19 Mayıs gününden bu yana Sêmalaka kapısının KPD tarafından kapatılmasını Rojava halkının cezalandırılması olarak değerlendiren Müslim sözkonusu uygulamadan işçilerin, hastaların ve öğrencilerin olumsuz etkilendiğini belirti. Partiler arası farklılıkların zenginlik olarak algılanması gerektiğini de sözlerine ekleyen Müslim şunları söyledi: “ Rojava halkına karşı günlük saldırılar gelişiyor. PYD halkı savunurken bugüne kadar bu güçler neredeydi?  Şimdi askeri güçler geliştirmek istiyorlar. PYD direndi. Savaş meydanında kendini ıspatladı. Biz Kürt halkının meşru savunma gücüyüz dedi.  Ve Kürt Yüksek Konseyi de kabul etti. Kürt halkını savunmak isteyen herkesi bu savunma gücü içinde yer almaya çağırdı. Herkes biliyor ki bir ülkede iki farklı askeri gücün olması kardeş kanının dökülmesi anlamına geliyor. Derik, Serikani ve Afrin’de askeri akademiler açılmış. Halkını savunmak isteyen her Kürt genci gelip katılabilir.  Hewler anlaşmasında en temel madde savunma gücünün Kürt Yüksek Konseyi’ne bağlı olacağıydı. Kürt  Yüksek Konseyi olarak hiçbir farklı askeri oluşuma izin vermeyeceğiz.”

AFRİN STRATEJİK BİR ALAN

Son dönemlerde Afrin’e sıçrayan çatışmalara da değinen Salih Müslim ne idüğü belirsiz bir çok kişinin kendini Özgür Suriye Ordusu (ÖSO) olarak ilan ettiğini söyledi.
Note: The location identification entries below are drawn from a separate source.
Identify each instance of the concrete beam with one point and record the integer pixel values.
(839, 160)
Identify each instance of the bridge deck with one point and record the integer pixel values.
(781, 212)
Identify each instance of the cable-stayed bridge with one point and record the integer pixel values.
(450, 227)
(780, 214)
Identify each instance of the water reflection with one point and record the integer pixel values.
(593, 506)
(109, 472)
Müslim, şöyle konuştu: “Suriye rejiminden kopmuş hırsızlık yapan halkı soyan bazı gruplar da kendilerini ÖSO olarak yansımaya çalışıyor. Başı ayağı ve gözü olmayan bu güçlerin çoğu da dış devletlere bağlıdır. Gerçek anlamda Suriye halkı için savaşan gruplar ise azınlıktadır. Bazıları PYD’nin rejimden yana olduğunu söylüyorlar. PYD ilk günden beri rejime karşı savaş halindedir. Bizim temel yöntemimiz ölümleri çoğaltmak değil halkımız için en kansıza yakın biçimde kazanım elde etmektir. PYD Rojava'da Kürt devriminin temel parçasıdır. Son dönemlerde çatışmalar neden Afrin’e sıçradı. Bu alan stratejiktir. Bir taraftan Şiiler var, rejim güçleri hakımdır. Diğer taraftan Idlıp bölgesi var. Afrini’ ele geçirmek istiyorlar. Kürtler direniyor. Önümüzdeki süreçte daha yoğun çatışmalar da gelişebilir. Biz Kürtler olarak kendimizi korumaya hazırız. YPG’nin bu halkı savunmaya gücü var.”
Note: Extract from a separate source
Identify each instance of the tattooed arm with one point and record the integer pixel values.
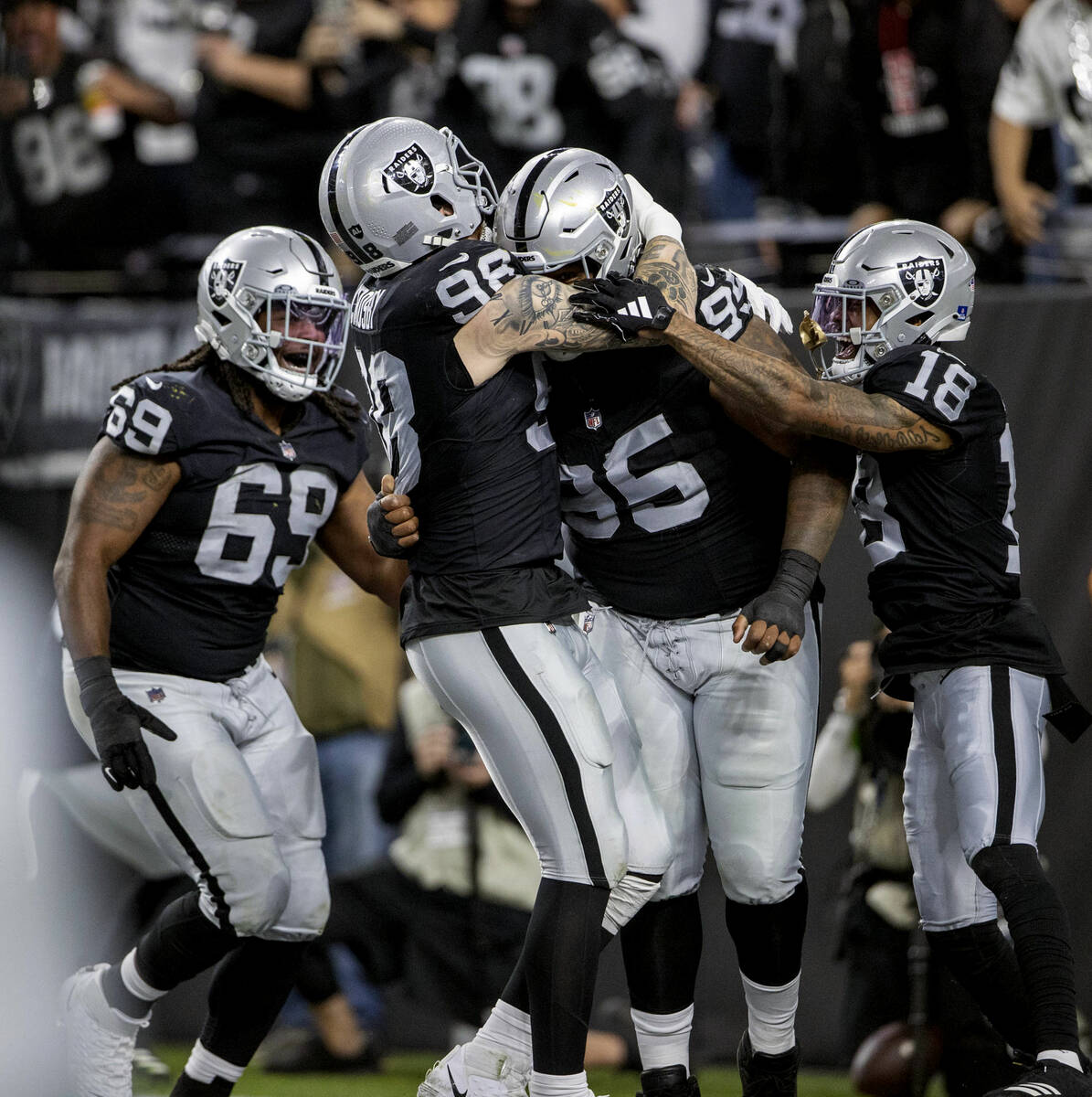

ULUSAL KONFERANS İÇİN UMUTLUYUZ

Brüksel’de yapılan KNK’nin 13. Genel Kurul’na katılımın, önümüzdeki dönemde yapılması planlanan ulusal konferans için kendilerini umutlandırdıklarını belirten Müslim, şöyle dedi:  “KNK ulusal bir kurumdur. 13. Genel Kurulu’na hemen hemen katılmayan Kürt örgütü kalmadı. Tartışmalar oldukça demokratikti. YNK temsil düzeyinde Mele Baxtiyari’yi gönderdi. KDP bir temsilci aynı zamanda Kürdistan Bölge başkanı Mesut Barzani de bir mesaj gönderdi. Bunlar Kongreyi rahatlattı. Eşbaşkanlı sistemi kabul edildi. Bütün bunlar Hewlêr de yapılacak Kürt ulusal konferansı için umut verici gelişmelerdir.”